Charlot s’étant retourné, se trouva nez à nez avec un personnage sorti du sous-sol de l’île qu’il croyait déserte, Cet énergumène portait une casquette et une vareuse de marin copieusement galonnées. « Que fais-tu chez moi ? rugit-il. — Ben… vous le voyez… je me promène ! balbutia Charlot, plu- tôt désemparé, — Ah ! tu te promènes ? Ne sais-tu pas que cette île m’appartient ? — Première nouvelle ! — Personne ne peut m’en contester la propriété puisque je puis, à volonté, la faire sortir des flots ou l’y précipiter, et la transporter d’un hémisphère à l’autre. Simple question d’essence, d’ailleurs ! »… « Ah ! ah ! pensa Charlot aussitôt, cette question d’essence m’intéresse également ! » Car il avait enfin vu où il se trouvait.

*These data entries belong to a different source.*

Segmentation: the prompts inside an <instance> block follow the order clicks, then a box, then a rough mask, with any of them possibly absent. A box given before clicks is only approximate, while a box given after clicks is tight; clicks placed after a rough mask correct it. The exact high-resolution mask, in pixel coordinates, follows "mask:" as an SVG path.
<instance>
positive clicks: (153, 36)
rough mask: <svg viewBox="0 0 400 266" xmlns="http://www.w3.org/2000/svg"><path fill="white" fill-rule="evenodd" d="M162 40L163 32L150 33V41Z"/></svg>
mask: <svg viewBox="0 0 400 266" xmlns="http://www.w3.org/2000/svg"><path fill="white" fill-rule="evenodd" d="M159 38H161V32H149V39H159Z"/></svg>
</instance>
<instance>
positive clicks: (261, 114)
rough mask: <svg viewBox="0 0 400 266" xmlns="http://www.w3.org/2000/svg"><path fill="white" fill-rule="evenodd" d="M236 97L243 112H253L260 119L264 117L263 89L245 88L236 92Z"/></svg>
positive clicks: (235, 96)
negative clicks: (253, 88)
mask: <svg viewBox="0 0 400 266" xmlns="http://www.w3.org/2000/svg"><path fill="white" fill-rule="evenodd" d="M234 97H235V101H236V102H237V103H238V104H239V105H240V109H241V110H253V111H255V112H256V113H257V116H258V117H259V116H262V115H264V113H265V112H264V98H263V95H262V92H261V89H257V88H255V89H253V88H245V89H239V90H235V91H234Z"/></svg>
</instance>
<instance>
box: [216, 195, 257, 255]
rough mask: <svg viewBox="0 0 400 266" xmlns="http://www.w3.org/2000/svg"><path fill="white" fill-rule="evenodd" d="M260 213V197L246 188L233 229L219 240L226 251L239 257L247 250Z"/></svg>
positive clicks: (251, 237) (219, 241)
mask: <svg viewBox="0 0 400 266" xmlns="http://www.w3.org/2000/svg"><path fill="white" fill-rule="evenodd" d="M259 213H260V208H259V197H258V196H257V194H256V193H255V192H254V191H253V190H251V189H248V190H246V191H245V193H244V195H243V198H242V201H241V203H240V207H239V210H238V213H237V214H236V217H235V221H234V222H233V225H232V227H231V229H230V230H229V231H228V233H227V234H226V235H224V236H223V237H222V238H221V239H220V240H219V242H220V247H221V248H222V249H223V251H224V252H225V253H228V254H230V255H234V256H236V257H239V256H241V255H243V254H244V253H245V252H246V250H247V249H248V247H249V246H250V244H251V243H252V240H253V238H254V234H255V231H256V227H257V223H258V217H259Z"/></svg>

En zinc, le palmier et le figuier de Barbarie ! En acier, le sol de cette île, ou plutôt de ce sous-marin ! Un sous-marin avait émergé des flots juste pour le secourir. Hasard heureux ? Peut-être ! Au coup de sifflet du marin galonné, trois matelots sortirent de la coque et bondirent sur Charlot que leur désignait le maître du bord :

« Emparez-vous de cet homme et jetez-le à fond de cale ! ordonna celui-ci. Il pourra ainsi méditer à loisir sur le sort qui attend les mortels assez audacieux pour venir troubler la solitude d’un homme aigri qui a renoncé à la société des humains. — Cause toujours ! murmura joyeusement Charlot en arrivant à fond de cale, un peu brutalement. Il constatait qu’une pompe à essence se trouvait là, munie d’un très long tuyau de caoutchouc. « Veine ! s’écria-t-il, je tombe sur ce que je cherche ! » L’arrivée des trois matelots lui conseilla la prudence. Voyant qu’il avait affaire à des brutes, il leur demanda d’abord s’ils venaient pour le garder. Sur leur réponse affirmative, il leur proposa ceci : « Il y a dans la carlingue de mon avion une bouteille de vieux rhum. Quand votre patron fera la sieste, allez la chercher, nous la boirons ensemble.